June 10, 2013 — The American College of Radiology (ACR) strongly urges Americans ages 50-and-older, particularly those with a family history of colorectal cancer, not to delay or forego recommended screening due to concerns raised by a June 1, New York Times article titled, “The $2.7 Trillion Medical Bill: Colonoscopies Explain why U.S. Leads the Work in Health Expenditures.”
The article charges that healthcare costs more in the United States is directed against medical services in general, with colonoscopy singled out as a “compelling case study.” The article claims that they are the most expensive screening test that healthy Americans routinely undergo, with more than 10 million patients purportedly undergoing the procedures every year (a number 10 times greater than a decade ago). Moreover, as is true of many other health care services, screening colonoscopies vary considerably across the country in both the frequency with which they are performed and in pricing. The Times included data from the Healthcare Blue Book showing that the cost of colonoscopy varied, in metropolitan areas across the United States, from a low of $1,908 in Baltimore to a high of $8,577 in New York.
Colorectal cancer remains one of the most commonly diagnosed cancers and leading causes of cancer death in the U.S. While the ACR recognizes the need to conserve precious health care resources, the College also recognizes the fact that regular colorectal cancer screening saves lives.
The Centers for Disease Control and Prevention announced in 2012 that the number of people 50 and older screened for colorectal cancer increased over the past decade and that colorectal cancer deaths are down over that span. However, the increase in screening and drop in deaths leveled off in recent years. More than 140,000 Americans annually are diagnosed with colorectal cancer. Nearly 50,000 of them die because it is detected too late.
“There is absolutely no doubt that thousands of people are alive today, who otherwise would not be, as a direct result of regular colorectal cancer screening. The ACR agrees with the Times article’s assessment that Americans need greater access to more colorectal cancer screening choices — including CT colonography — otherwise known as virtual colonoscopy. ACR is ready to work with Congress, Medicare and other stakeholders to make that happen,” said Judy Yee, M.D., FACR, chair of the American College of Radiology Colon Cancer Committee.
Virtual colonoscopy is endorsed by the American Cancer Society as a recommended screening test. Multiple clinical trials, including a New England Journal of Medicine study, prove that virtual colonoscopy is comparably effective to standard colonoscopy in the overwhelming majority of Americans (all but high-risk patients).

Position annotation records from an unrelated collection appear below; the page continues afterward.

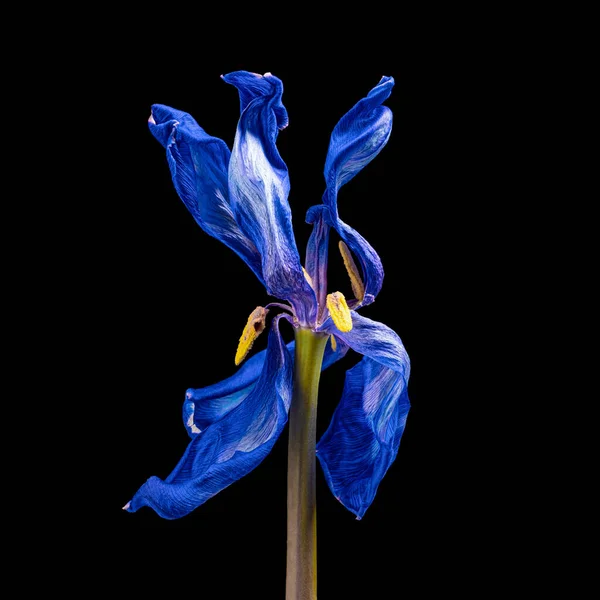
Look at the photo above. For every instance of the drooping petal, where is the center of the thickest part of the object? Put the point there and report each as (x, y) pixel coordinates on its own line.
(204, 406)
(199, 165)
(229, 448)
(259, 187)
(356, 140)
(317, 251)
(363, 438)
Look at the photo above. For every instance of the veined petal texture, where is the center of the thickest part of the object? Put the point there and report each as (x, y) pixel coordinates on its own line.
(199, 164)
(364, 435)
(229, 448)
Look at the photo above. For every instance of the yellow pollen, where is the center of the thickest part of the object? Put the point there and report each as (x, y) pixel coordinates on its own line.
(358, 287)
(339, 311)
(254, 327)
(308, 278)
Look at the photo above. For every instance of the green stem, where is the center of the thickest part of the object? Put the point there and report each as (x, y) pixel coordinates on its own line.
(301, 578)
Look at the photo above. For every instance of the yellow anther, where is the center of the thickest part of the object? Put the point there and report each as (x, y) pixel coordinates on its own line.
(339, 311)
(254, 327)
(358, 287)
(308, 278)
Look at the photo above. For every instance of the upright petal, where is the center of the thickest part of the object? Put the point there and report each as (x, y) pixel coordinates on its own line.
(229, 448)
(259, 187)
(199, 164)
(363, 438)
(204, 406)
(356, 140)
(251, 86)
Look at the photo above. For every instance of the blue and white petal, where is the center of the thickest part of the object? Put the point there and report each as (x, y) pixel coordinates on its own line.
(363, 438)
(204, 406)
(356, 140)
(229, 448)
(199, 164)
(259, 187)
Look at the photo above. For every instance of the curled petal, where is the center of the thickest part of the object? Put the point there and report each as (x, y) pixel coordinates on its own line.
(253, 85)
(199, 165)
(357, 139)
(204, 406)
(259, 187)
(229, 448)
(364, 435)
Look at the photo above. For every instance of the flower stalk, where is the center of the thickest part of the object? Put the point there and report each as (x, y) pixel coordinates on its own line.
(301, 577)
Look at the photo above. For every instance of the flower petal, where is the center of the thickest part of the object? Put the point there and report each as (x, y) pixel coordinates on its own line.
(204, 406)
(259, 187)
(356, 140)
(317, 251)
(229, 448)
(253, 85)
(363, 438)
(199, 164)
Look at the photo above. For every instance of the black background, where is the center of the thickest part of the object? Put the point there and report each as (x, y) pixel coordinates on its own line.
(169, 305)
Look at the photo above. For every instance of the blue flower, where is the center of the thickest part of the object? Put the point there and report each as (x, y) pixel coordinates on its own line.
(240, 198)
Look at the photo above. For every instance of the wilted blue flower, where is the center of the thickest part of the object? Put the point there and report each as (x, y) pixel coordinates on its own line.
(240, 198)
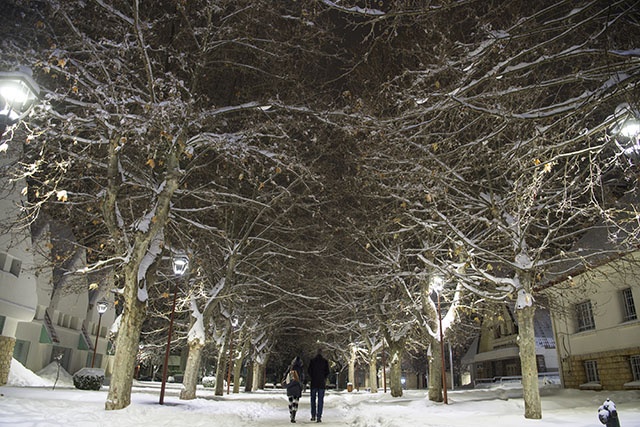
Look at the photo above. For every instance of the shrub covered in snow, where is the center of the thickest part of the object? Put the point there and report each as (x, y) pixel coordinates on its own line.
(89, 378)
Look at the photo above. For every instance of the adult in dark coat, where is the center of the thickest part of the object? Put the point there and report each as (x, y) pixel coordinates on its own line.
(318, 373)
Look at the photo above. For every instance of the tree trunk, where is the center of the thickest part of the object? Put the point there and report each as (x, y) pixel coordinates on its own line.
(191, 371)
(258, 382)
(528, 363)
(127, 340)
(395, 367)
(237, 367)
(352, 366)
(373, 374)
(435, 372)
(220, 370)
(248, 382)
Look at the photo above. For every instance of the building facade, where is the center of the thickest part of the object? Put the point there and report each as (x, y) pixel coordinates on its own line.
(494, 355)
(47, 314)
(597, 328)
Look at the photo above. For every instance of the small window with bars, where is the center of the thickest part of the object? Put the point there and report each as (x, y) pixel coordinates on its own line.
(584, 315)
(635, 367)
(591, 369)
(628, 305)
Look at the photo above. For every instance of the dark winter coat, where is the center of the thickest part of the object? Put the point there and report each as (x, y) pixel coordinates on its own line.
(318, 371)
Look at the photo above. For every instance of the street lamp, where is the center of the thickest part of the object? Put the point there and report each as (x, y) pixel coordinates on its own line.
(18, 95)
(234, 323)
(101, 307)
(626, 130)
(180, 265)
(437, 285)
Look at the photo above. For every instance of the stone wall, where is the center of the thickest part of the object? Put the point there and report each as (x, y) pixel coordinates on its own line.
(6, 354)
(614, 368)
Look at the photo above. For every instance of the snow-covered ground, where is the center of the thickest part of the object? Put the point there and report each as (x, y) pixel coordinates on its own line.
(30, 400)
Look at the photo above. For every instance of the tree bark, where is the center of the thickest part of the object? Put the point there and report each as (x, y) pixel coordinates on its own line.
(237, 367)
(220, 370)
(435, 372)
(133, 315)
(190, 381)
(258, 381)
(352, 365)
(528, 363)
(373, 374)
(248, 382)
(396, 349)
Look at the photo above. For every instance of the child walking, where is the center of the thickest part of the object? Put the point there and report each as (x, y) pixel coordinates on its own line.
(294, 392)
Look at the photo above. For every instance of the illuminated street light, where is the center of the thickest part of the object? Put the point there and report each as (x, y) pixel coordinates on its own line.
(180, 265)
(437, 286)
(626, 131)
(18, 94)
(101, 307)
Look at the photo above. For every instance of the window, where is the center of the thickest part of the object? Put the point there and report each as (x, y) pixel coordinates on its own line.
(628, 305)
(585, 316)
(16, 266)
(635, 367)
(591, 369)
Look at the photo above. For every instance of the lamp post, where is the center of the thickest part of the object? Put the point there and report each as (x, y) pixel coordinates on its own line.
(18, 95)
(234, 323)
(101, 307)
(626, 131)
(437, 285)
(180, 265)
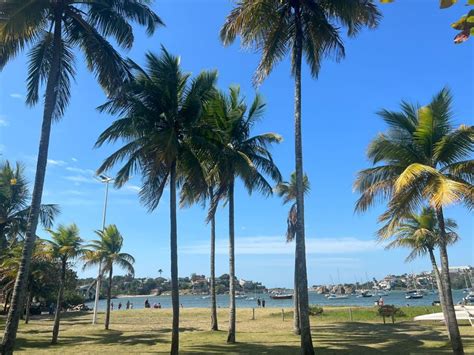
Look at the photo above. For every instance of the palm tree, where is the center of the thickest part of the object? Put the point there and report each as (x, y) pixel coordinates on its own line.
(14, 205)
(297, 27)
(159, 110)
(108, 251)
(53, 29)
(424, 159)
(420, 233)
(287, 190)
(65, 246)
(243, 156)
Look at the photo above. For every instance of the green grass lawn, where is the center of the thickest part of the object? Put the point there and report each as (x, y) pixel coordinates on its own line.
(148, 331)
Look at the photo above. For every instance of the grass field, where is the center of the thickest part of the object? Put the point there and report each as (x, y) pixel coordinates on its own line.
(148, 331)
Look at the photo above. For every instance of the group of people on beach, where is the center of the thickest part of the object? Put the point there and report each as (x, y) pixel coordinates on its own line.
(128, 305)
(155, 305)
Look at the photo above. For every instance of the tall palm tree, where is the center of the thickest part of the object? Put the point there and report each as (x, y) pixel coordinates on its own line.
(299, 27)
(53, 29)
(190, 195)
(420, 233)
(240, 155)
(159, 110)
(65, 246)
(14, 205)
(287, 190)
(422, 157)
(108, 251)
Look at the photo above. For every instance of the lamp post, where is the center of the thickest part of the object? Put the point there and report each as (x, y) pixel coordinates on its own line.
(106, 180)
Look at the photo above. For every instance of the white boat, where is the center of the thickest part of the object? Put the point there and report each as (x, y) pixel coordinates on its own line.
(333, 296)
(414, 294)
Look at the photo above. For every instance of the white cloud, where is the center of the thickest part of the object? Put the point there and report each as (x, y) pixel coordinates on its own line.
(16, 95)
(80, 179)
(80, 170)
(3, 121)
(277, 245)
(54, 162)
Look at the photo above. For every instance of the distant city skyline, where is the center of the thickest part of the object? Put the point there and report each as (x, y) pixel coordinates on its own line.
(384, 66)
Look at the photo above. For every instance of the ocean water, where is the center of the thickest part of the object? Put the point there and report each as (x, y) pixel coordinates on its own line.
(396, 298)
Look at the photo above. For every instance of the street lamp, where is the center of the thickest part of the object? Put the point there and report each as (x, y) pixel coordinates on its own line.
(105, 180)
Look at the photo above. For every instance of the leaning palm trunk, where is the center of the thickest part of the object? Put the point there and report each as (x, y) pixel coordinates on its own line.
(59, 302)
(109, 297)
(306, 341)
(17, 301)
(450, 314)
(27, 307)
(174, 262)
(439, 284)
(231, 333)
(214, 325)
(296, 312)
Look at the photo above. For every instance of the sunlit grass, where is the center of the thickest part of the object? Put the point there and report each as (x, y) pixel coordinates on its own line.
(148, 330)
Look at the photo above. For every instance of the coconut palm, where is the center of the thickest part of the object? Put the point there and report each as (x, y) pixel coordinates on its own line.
(108, 251)
(65, 246)
(53, 30)
(422, 157)
(299, 27)
(42, 271)
(14, 205)
(287, 190)
(159, 111)
(420, 233)
(239, 155)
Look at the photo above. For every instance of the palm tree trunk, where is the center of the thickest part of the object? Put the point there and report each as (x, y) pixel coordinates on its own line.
(439, 284)
(451, 321)
(109, 297)
(306, 340)
(27, 307)
(174, 262)
(296, 312)
(14, 313)
(214, 325)
(3, 239)
(231, 333)
(57, 315)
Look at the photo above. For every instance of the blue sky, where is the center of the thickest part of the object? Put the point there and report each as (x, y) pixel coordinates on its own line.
(410, 56)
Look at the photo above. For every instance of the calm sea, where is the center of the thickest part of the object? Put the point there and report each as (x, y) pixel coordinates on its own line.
(394, 297)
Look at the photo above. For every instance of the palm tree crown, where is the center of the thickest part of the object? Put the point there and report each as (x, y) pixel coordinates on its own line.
(14, 204)
(269, 25)
(424, 158)
(83, 24)
(65, 243)
(108, 249)
(420, 233)
(159, 112)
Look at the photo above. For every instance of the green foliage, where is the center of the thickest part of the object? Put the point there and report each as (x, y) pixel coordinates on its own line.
(14, 205)
(84, 25)
(270, 27)
(421, 157)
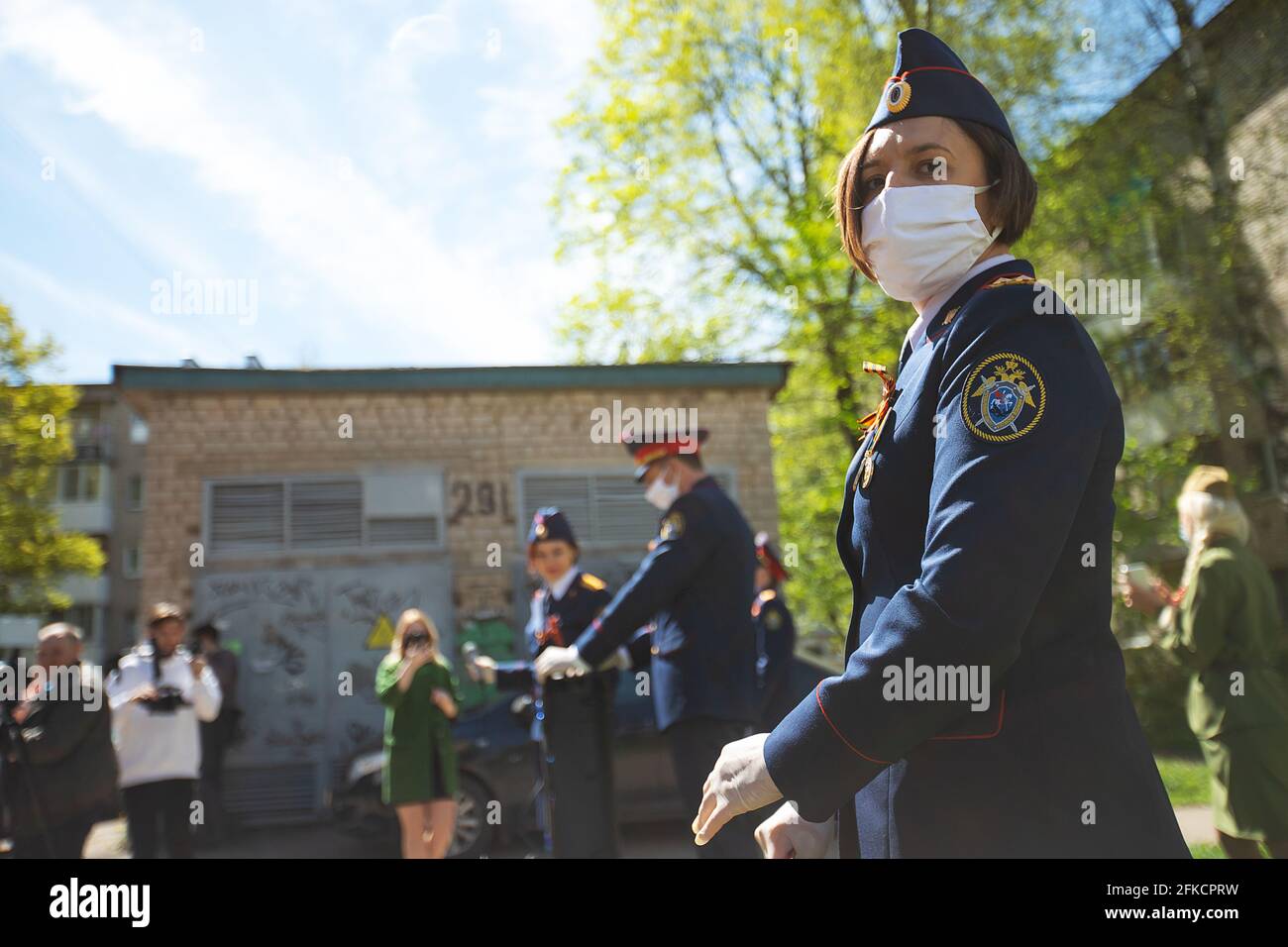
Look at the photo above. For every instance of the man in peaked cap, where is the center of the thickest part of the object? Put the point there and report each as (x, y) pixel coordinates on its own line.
(694, 585)
(776, 635)
(983, 710)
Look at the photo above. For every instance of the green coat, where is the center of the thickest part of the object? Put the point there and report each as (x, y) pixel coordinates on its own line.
(1228, 631)
(420, 754)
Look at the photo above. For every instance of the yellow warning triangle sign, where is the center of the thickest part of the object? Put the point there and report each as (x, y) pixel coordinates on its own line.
(381, 634)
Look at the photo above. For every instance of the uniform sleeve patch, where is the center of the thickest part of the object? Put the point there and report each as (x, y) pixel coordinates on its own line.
(1004, 397)
(673, 527)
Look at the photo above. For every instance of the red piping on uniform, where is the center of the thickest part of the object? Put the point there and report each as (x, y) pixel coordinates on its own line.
(819, 698)
(1001, 715)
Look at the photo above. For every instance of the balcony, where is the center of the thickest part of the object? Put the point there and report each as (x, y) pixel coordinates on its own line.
(85, 590)
(93, 517)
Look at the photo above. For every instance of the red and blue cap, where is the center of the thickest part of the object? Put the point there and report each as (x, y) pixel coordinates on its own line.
(647, 449)
(930, 78)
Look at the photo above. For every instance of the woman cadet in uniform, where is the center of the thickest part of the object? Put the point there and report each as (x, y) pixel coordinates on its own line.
(983, 709)
(1227, 630)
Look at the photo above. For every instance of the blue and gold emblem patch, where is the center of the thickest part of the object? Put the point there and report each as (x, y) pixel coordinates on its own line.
(1004, 397)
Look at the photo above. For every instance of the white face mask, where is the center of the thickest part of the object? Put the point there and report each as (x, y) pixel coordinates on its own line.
(662, 493)
(922, 239)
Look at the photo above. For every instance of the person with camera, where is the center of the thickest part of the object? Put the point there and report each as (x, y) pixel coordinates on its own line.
(56, 746)
(421, 698)
(218, 735)
(159, 693)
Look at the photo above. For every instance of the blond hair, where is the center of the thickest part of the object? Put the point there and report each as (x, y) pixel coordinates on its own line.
(1212, 508)
(413, 616)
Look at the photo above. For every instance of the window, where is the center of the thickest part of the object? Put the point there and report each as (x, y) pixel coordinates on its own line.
(331, 513)
(134, 492)
(605, 509)
(78, 482)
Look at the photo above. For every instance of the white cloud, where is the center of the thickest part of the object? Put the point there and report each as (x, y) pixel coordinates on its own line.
(377, 256)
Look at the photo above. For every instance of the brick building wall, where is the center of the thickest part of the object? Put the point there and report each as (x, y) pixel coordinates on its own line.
(480, 438)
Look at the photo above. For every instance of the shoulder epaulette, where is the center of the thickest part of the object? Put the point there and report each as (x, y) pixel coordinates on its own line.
(1009, 279)
(761, 599)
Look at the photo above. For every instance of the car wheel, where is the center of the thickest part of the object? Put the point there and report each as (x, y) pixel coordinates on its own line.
(475, 834)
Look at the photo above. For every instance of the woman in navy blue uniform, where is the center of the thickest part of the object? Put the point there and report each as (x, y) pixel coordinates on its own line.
(575, 712)
(983, 707)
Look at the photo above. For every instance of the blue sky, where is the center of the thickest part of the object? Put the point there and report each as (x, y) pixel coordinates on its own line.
(378, 171)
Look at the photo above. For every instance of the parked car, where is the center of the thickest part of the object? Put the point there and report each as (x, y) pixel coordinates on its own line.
(500, 766)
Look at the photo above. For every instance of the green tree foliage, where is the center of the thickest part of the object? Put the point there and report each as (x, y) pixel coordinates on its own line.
(35, 438)
(1154, 191)
(706, 144)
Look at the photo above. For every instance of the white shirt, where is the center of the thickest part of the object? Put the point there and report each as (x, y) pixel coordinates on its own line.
(153, 746)
(927, 309)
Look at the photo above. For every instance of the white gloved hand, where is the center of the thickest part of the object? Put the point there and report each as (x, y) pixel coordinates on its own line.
(561, 661)
(738, 784)
(787, 835)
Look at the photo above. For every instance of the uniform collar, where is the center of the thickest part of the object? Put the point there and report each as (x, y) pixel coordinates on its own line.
(940, 311)
(561, 587)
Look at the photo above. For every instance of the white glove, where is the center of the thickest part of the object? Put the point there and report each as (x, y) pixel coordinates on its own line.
(561, 661)
(787, 835)
(738, 784)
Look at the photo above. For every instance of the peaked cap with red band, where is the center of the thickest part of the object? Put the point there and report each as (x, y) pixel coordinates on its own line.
(644, 450)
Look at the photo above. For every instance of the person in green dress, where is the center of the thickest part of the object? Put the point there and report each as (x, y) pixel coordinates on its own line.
(1224, 625)
(421, 697)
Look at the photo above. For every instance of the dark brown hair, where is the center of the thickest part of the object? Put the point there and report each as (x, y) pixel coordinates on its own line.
(1010, 204)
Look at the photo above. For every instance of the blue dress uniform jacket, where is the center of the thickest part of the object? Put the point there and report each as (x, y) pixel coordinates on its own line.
(695, 585)
(983, 540)
(566, 616)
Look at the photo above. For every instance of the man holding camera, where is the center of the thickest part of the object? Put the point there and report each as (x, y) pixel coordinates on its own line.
(56, 745)
(159, 693)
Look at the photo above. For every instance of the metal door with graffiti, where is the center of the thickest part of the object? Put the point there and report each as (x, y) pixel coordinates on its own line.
(309, 643)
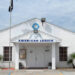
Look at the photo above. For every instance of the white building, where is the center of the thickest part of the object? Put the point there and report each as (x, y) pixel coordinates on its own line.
(35, 44)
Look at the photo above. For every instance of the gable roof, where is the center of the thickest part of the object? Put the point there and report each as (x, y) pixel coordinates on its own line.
(39, 20)
(41, 35)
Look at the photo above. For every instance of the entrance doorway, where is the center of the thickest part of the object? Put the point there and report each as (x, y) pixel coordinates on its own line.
(38, 56)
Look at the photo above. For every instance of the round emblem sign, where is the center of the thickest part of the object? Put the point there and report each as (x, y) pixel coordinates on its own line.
(35, 26)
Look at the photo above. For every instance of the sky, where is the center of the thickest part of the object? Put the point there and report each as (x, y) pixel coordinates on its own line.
(58, 12)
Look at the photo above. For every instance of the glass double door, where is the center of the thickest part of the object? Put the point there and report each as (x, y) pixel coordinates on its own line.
(37, 57)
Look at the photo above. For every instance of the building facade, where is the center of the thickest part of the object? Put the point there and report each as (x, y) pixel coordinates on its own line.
(36, 44)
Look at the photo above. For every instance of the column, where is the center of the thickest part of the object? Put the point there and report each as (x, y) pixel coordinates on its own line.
(16, 56)
(53, 57)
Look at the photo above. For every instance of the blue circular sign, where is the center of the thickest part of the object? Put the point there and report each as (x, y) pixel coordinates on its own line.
(35, 26)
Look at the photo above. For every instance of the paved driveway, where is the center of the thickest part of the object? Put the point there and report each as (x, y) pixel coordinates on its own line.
(4, 72)
(38, 72)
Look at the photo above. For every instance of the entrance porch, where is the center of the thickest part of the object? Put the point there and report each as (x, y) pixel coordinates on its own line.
(35, 55)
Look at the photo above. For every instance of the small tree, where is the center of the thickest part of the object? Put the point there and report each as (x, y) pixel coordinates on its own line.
(71, 60)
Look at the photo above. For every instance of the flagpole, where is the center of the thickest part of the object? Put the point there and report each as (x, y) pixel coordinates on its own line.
(10, 19)
(10, 38)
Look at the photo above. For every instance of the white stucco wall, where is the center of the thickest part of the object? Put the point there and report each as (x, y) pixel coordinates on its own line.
(67, 37)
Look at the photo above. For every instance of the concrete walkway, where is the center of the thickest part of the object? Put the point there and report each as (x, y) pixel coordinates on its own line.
(38, 72)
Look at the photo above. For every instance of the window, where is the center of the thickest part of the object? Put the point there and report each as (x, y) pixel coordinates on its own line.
(63, 53)
(6, 54)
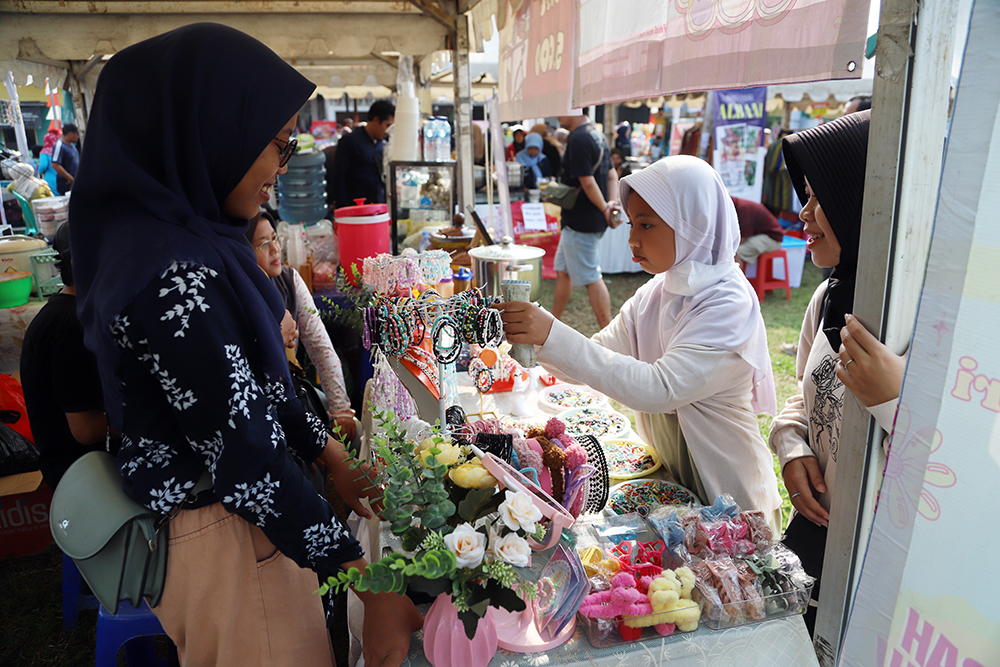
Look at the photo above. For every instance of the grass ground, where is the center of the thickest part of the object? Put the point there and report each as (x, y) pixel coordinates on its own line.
(30, 588)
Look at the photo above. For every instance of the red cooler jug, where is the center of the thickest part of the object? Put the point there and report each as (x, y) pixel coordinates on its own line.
(362, 231)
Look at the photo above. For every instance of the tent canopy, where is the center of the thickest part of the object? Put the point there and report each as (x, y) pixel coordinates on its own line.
(337, 44)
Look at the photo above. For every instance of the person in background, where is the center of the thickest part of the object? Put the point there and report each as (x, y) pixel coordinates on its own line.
(586, 164)
(311, 330)
(62, 387)
(835, 352)
(533, 158)
(622, 167)
(185, 327)
(551, 147)
(66, 158)
(45, 169)
(357, 164)
(760, 231)
(688, 352)
(517, 132)
(623, 139)
(561, 136)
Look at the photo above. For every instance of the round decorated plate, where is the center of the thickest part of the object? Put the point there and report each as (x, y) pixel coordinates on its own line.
(644, 495)
(628, 459)
(561, 397)
(598, 422)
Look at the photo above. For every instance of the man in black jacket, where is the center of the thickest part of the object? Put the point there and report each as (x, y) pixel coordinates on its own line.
(357, 163)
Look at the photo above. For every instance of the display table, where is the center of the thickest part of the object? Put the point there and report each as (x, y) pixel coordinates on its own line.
(13, 323)
(783, 642)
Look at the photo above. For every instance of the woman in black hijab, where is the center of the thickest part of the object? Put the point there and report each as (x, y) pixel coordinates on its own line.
(186, 331)
(827, 167)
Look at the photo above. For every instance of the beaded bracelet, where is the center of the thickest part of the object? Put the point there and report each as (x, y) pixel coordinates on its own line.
(444, 328)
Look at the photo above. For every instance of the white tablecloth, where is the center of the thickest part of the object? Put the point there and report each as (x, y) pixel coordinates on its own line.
(783, 642)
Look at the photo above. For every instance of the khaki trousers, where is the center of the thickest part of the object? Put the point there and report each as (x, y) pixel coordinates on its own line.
(231, 598)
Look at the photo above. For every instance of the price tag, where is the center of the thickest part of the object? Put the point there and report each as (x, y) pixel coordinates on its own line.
(534, 217)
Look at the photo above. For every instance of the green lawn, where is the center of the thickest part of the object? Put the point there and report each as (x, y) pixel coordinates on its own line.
(30, 604)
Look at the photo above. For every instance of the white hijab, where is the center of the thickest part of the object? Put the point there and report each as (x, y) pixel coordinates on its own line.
(690, 197)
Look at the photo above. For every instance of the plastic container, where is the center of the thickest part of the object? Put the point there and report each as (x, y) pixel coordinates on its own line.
(362, 231)
(437, 140)
(780, 605)
(462, 279)
(302, 189)
(15, 251)
(15, 288)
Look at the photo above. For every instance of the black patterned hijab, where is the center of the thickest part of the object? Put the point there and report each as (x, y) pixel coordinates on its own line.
(177, 121)
(833, 156)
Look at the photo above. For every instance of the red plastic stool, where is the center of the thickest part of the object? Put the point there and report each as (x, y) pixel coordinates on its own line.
(765, 281)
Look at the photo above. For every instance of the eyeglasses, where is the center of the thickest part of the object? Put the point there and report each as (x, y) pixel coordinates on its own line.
(263, 247)
(286, 151)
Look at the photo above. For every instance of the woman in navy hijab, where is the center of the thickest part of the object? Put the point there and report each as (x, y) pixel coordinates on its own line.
(187, 135)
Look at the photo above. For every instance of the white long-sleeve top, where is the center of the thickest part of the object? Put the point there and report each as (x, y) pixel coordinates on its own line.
(709, 388)
(313, 335)
(809, 423)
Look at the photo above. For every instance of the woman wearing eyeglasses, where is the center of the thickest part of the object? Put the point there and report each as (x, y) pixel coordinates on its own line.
(185, 327)
(312, 331)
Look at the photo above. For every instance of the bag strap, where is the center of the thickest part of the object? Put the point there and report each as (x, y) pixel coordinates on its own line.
(600, 157)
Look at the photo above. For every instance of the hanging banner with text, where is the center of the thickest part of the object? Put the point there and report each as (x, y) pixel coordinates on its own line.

The virtual exam is only minimally invasive and doesn’t require sedation or an anesthesiologist, which offers benefits to the healthcare system and to patients.
“Many major insurers — including CIGNA, UnitedHealthcare and Anthem Blue Cross Blue Shield — cover CT colonography. However, Medicare does not cover the exam. Medicare coverage of CT colonography is encouraged by the ACR as it would make the less expensive test more widely available, preserve healthcare resources, attract many more people to be screened and ultimately save lives,” said Yee.
Several other medical societies have spoken out against the New York Times article. The American College of Gastroenterology and Anesthesia Business Consultants said they have deep reservations about the cost methodology employed in the article, and its failure to acknowledge the cost-effectiveness of screening colonoscopy and the dramatic reduction in colorectal cancer incidence that has emerged in recent years.
One of the many other questionable assertions made in the Times article was that “Until the last decade or so, colonoscopies were mostly performed in doctors’ office suites,” the implication being that the movement to ambulatory surgical or endoscopy centers has been unwarranted. Anesthesia Business Consultants said procedures requiring general anesthesia or deep sedation should only be done in locations offering the necessary personnel and equipment, and most doctors’ offices do not qualify. The choice of location depends on many factors and is made by the gastroenterologist. Anesthesiologists and nurse anesthetists can and do willingly provide services in accredited offices. As stated by Fred E. Shapiro, DO, assistant professor of Anesthesia at Harvard Medical School and President and Founder of the Institute for Safety in Office-Based Surgery, "In the debate between office versus ambulatory surgery center, the most important factor is not so much theoretical effect on cost, but accreditation and policies regarding patient safety. For example, either an ASC or an office may be the safer option depending on whether or not they use checklists (teamwork) and other mechanisms to standardize patient selection, flow and on how procedures are performed."